Workers at city hall in Recife, Brazil get an AI assistant

Information technology workers who want to get help at city hall in Recife, Brazil, soon may get it, fittingly enough, from a machine rather than a human.

Global IT outsourcing company Stefanini is providing a virtual assistant powered by artificial intelligence to information technology workers at city hall in Recife, Brazil. The virtual assistant, named Sophie, will be implemented by Emprel S.R.L., a computer company in Recife that provides equipment and infrastructure for the local government in the city hall building.

The Sophie platform consists of a constellation of tools that collect and analyze data and then interact directly with humans using natural language processing to understand questions and conversational speech.

Artificial assistants have slowly crept up on everyday consumers and business users in recent years.

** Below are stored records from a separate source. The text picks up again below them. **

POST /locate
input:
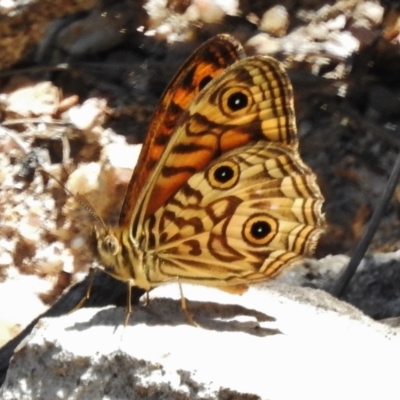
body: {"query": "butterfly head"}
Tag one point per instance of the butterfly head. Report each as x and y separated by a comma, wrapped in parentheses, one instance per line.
(109, 247)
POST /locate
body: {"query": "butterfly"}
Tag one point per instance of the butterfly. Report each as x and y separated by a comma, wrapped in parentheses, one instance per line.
(219, 196)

They come in the form of smartphone apps that “talk back,” such as Apple Inc.’s Siri and Google Inc.’s Allo smartphone assistants. Another prime example is Amazon.com Inc.’s Echo, which can understand and respond to questions spoken into the air in a users’ home.

Ideally, an artificial assistant such as Sophie can automate repetitive tasks done by customer service in a business setting—such as looking up customer records and cross-matching past issues based on similarity—which can speed up the resolution of troubles customers may have.

Currently, Emprel has an inventory of almost 5,000 machines in Recife’s city hall and fields over 2,200 monthly calls related to its services.

According to Alexandre Winetzki, president of Stefanini Woopi, a subsidiary of Stefanini, Sophie is expected to offload at least 20 percent of the total calls from Emprel involving customer service within two months.

For the moment, however, Sophie is only available to internal users, because the service must be “trained” on Emprel’s systems, catalog and how users from the company will interact with it.

“We are now in the process of ‘teaching’ Sophie our service scripts and some specifications of the services in our catalog,” said Alexandre Herculano, relationship and customer service director at Emprel.

Much like a new employee, a cognitive network does not start out “knowing” everything it will be working with. Underlying Sophie’s customer service exterior, which can digest human language and context to provide human-like answers, is a Big Data engine that first must index and learn the connections within Emprel’s data stores in order to provide actionable information.

After this process is complete, Sophie will become available to all users in the City Hall of Recife.

The Sophie platform itself, Winetzki added, is the culmination of seven years of work. Sophie was launched in 2014, the product of a team of Brazilian scientists, programmers and designers.

Sophie is also available in the United States, part of a product launch in 2016 from Stephanini.